Hu, a student from Southeast Guizhou's Miao and Dong Autonomous County, won the top prize for the hosts in the 60m event on Sunday in the Hongfeng Lake in Guiyang, the capital city of Guizhou. And it was also the first top prize that came out from the 9-day sports and culture gala opened on Saturday night.
"I started to train single bamboo drifting last year. And the one-year hard work finally paid off today as I won the top prize here. It will be an unforgettable day in my life," said Hu.
Like Hu Chaogui, the Miao girl Bai Yueming also started training in 2010. And the 17-year-old had gone through a much tougher training period before she won the top prize in the women's 60m event here on Sunday.
Bai's father passed away late last year and the poor girl was so immersed in sorrow and she did not want to keep training any more.
But her family all supported her to resume training and Bai gradually walked out from deep sorrow as she enjoyed more and more while doing the sport.
Standing on the top podium, the 17-year-old impressed the jubilant crowds with equanimity beyond her age.
"Today is a new beginning of my life," she said. "I proved I have grown up and do not need my family to worry about me any more."
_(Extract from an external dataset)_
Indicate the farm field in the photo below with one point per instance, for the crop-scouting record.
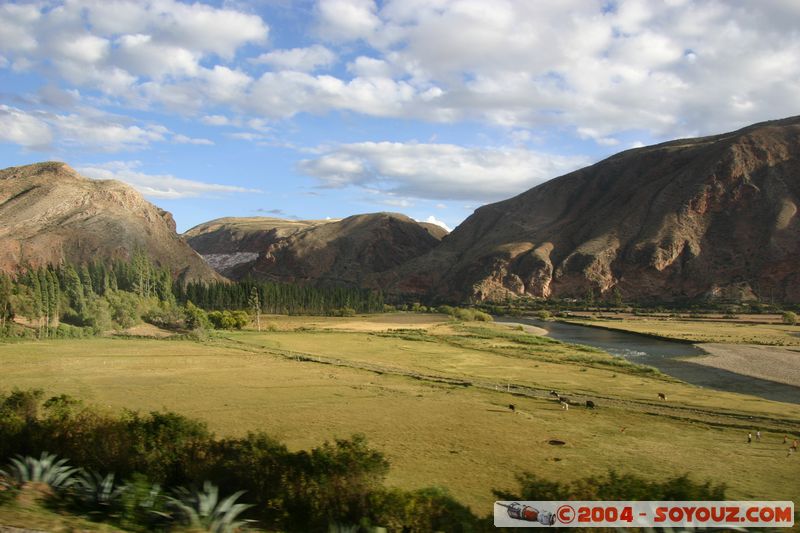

After the prize-awarding ceremony, Bai brought her family members to the podium and take photos together. She spoke loudly to the crowds: "These are my family. And I am grateful for their support."
There are altogether four single bamboo drifting events in the 9th Chinese Ethnic Games. Apart from the two events finished Sunday, the men's and women's 100m finals will be staged on Monday.